At Marketplace Mission Learning Center you don’t see problems; you see opportunities in work clothes. Your optimism carries you forward.
7. You can’t sit still.
At Marketplace Mission Learning Center you don’t have to sit still. Try something new. We did in starting our school, and together we will continue to innovate and build it anew.
8. You’re malleable.
At Marketplace Mission Learning Center you can change direction right now. You build yourself, your enterprise, day-by-day. Where do you want to go?
9. You enjoy navel gazing.
At Marketplace Mission Learning Center you evaluate your own performance. Lessons have quizzes and tests and projects, but you need to gather feedback from other sources, process the feedback, develop a plan to improve and implement the improvement plan.

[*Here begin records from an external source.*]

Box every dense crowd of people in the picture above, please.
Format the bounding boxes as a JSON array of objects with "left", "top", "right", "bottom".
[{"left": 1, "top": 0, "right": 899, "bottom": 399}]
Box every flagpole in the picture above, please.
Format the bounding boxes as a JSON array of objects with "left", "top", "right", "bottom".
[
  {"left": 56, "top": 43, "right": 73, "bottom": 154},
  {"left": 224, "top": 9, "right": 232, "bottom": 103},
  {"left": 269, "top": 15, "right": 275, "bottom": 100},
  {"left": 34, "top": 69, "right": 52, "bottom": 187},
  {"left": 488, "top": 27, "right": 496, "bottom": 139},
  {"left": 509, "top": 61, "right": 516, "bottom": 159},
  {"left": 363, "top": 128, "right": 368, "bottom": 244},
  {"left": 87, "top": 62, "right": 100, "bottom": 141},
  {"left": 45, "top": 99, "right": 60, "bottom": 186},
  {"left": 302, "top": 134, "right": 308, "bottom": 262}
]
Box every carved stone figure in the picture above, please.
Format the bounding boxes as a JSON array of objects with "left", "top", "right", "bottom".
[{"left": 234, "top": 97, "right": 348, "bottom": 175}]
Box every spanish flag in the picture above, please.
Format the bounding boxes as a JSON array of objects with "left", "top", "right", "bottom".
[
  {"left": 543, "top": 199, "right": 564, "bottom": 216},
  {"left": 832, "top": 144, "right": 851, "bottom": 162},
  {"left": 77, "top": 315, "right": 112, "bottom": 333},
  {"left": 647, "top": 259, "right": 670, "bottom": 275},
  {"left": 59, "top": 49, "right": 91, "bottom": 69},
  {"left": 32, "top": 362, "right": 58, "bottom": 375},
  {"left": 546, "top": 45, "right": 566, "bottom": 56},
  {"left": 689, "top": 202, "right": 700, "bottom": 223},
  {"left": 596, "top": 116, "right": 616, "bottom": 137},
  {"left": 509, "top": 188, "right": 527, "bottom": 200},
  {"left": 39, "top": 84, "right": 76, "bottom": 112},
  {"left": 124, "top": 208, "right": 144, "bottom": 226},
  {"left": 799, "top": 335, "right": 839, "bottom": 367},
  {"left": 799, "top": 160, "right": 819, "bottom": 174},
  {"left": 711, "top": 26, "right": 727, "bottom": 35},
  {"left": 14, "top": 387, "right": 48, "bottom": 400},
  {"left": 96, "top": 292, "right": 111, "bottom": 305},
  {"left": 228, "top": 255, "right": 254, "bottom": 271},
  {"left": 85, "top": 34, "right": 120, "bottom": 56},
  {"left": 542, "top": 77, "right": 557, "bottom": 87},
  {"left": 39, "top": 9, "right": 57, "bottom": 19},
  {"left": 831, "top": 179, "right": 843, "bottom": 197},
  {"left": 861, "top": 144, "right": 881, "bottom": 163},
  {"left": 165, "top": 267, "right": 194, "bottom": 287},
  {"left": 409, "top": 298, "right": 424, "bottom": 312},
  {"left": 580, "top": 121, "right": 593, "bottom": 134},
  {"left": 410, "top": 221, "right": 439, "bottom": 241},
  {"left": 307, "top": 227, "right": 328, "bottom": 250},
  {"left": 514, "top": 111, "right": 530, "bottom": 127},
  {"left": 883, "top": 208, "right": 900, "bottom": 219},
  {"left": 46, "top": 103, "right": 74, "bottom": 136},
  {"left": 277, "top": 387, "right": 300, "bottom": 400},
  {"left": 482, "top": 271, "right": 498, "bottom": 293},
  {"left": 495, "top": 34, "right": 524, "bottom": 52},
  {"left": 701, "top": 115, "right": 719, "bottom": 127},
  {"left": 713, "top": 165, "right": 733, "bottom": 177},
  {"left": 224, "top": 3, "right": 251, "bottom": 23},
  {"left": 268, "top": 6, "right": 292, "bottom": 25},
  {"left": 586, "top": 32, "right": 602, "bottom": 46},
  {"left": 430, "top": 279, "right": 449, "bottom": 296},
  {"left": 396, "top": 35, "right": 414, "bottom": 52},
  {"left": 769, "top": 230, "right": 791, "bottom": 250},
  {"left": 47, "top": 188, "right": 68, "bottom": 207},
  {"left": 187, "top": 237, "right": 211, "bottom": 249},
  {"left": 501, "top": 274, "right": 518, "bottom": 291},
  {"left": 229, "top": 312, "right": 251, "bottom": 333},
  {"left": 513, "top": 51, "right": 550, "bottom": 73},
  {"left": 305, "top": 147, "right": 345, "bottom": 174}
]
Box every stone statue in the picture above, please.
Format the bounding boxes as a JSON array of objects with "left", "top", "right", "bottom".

10. You’re motivated by challenges.
At Marketplace Mission Learning Center challenges feed your drive. Adversity makes the game fun.
11. You consider yourself an outsider.
At Marketplace Mission Learning Center you learn that all the students consider themselves outsiders who have begun to recognize the reality of no inside and no insiders and no outside and no outsiders. Each student learns to take command of their own boat at sea charting their own course. This realization makes for a stimulating exciting environment.
12. You recover quickly.
At Marketplace Mission Learning Center you learn that what many call failure our students call experience. An experience called failure simple didn’t work that way at that time. Students learn not to wallow or mope or feel sorry for themselves; students learn to move on to the next big thing.
13. You fulfill needs.
At Marketplace Mission Learning Center you learn to look for the problems and the holes and to think of ways to fix them. Students learn to apply this problem solving to themselves, to their fellow students, to their school, to their families, to their community and to their society.
14. You surround yourself with advisors.
At Marketplace Mission Learning Center students learn that their advisors are their lessons, their teachers, their students, their parents, and the wealth of information on the internet. Students learn to strive to make informed decisions.
15. You work and play hard.
At Marketplace Mission Learning Center students learn that when they fall down, they must keep picking themselves up until they get it right. Students learn to stay focused on their enterprise building, namely themselves. This means learning the basics.